Of course there's much more to it that that, and it would be a mistake to celebrate the advent of a supremely individual celluloid voice by trying to turn it into a chorus. But is there any reason why Jonze and the two Andersons shouldn't end up being thought of as a great cinematic generation, in the same way that Scorsese and Coppola, or Lucas and Spielberg, or Jarmusch and Lee have been?

All three are putting things on the screen that haven't been there before. All three are in their early thirties, white and middle class – even what Whit Stillman would called haut bourgeois – with successful paternal role models (Wes's dad has his own advertising company in Austin, Texas, Paul's was the well-known actor and voiceover artist Ernie Anderson, and Spike's is international health-care consulting mogul Art Spiegel III). Perhaps in defiance of the expectations that these upbringings must have placed upon them, all three prefer to wear their hair in the style known as "bedhead".

There's something else this gifted trio also share, and that's a special kind of confidence: the kind that enables young directors to persuade major stars to do things no one would have thought possible. Think of Tom Cruise's magnetically self-lacerating performance in Magnolia, or Spike Jonze upbraiding the eponymous star of Being John Malkovich with the immortal words "John Malkovich wouldn't do it that way."

It will be fascinating to see if the directors concerned can maintain this happy knack – you might call it icon-wrangling – throughout the next phase of their careers (Jonze's second film, Adaptation, stars the ferociously impermeable duo of Nicolas Cage and Meryl Streep, while Paul Thomas Anderson promises a "$25m Adam Sandler art-house movie").

In Wes Anderson's case, the situation is slightly more complex.
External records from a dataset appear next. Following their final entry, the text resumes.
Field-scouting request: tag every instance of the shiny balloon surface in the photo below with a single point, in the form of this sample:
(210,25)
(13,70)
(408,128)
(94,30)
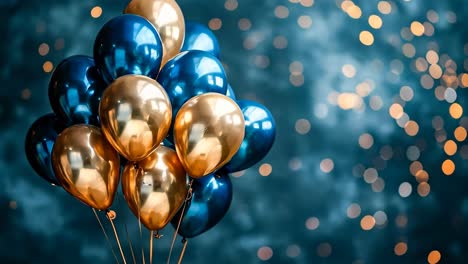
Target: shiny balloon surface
(128,44)
(211,198)
(39,142)
(86,165)
(75,90)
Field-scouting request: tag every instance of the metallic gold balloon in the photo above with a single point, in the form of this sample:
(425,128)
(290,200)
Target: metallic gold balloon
(86,165)
(208,131)
(135,114)
(155,187)
(168,19)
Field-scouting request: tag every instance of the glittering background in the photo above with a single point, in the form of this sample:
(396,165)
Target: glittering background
(369,165)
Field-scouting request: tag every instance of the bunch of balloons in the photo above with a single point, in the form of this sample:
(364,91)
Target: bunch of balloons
(154,100)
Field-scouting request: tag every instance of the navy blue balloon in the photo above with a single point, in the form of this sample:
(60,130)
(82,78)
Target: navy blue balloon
(260,131)
(75,90)
(128,44)
(230,93)
(199,37)
(211,198)
(190,74)
(39,142)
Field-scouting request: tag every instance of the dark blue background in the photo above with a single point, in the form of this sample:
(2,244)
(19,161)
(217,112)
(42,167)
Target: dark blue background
(42,224)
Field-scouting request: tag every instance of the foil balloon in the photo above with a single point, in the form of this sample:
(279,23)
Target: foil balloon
(155,187)
(167,18)
(260,131)
(75,90)
(86,165)
(208,131)
(39,142)
(135,115)
(230,93)
(199,37)
(128,44)
(192,73)
(211,198)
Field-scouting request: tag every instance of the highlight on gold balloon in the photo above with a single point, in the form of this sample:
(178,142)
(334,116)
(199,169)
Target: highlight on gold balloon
(142,111)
Some people who loved what Rushmore did for Bill Murray (and vice versa) will see the illustrious cast list for The Royal Tenenbaums and start thinking this is going to be one of those awful moments where old Hollywood crowds round a new talent and sucks the life out of it with a series of those performances that say, "Look how good I can be when the material is up to my standard."

In a sense, that is exactly what the star- turns in The Royal Tenenbaums are trying to do, but the truly miraculous thing about the film is the way the director turns that impulse to his advantage, and uses it to create a glittering set of cinematic icons. Cinematic icons who celebrate film as a gateway to the flirtatious interplay of other art forms, not an escape from it. Cinematic icons over whom the grim shadow of Quentin Tarantino falls in no way at all.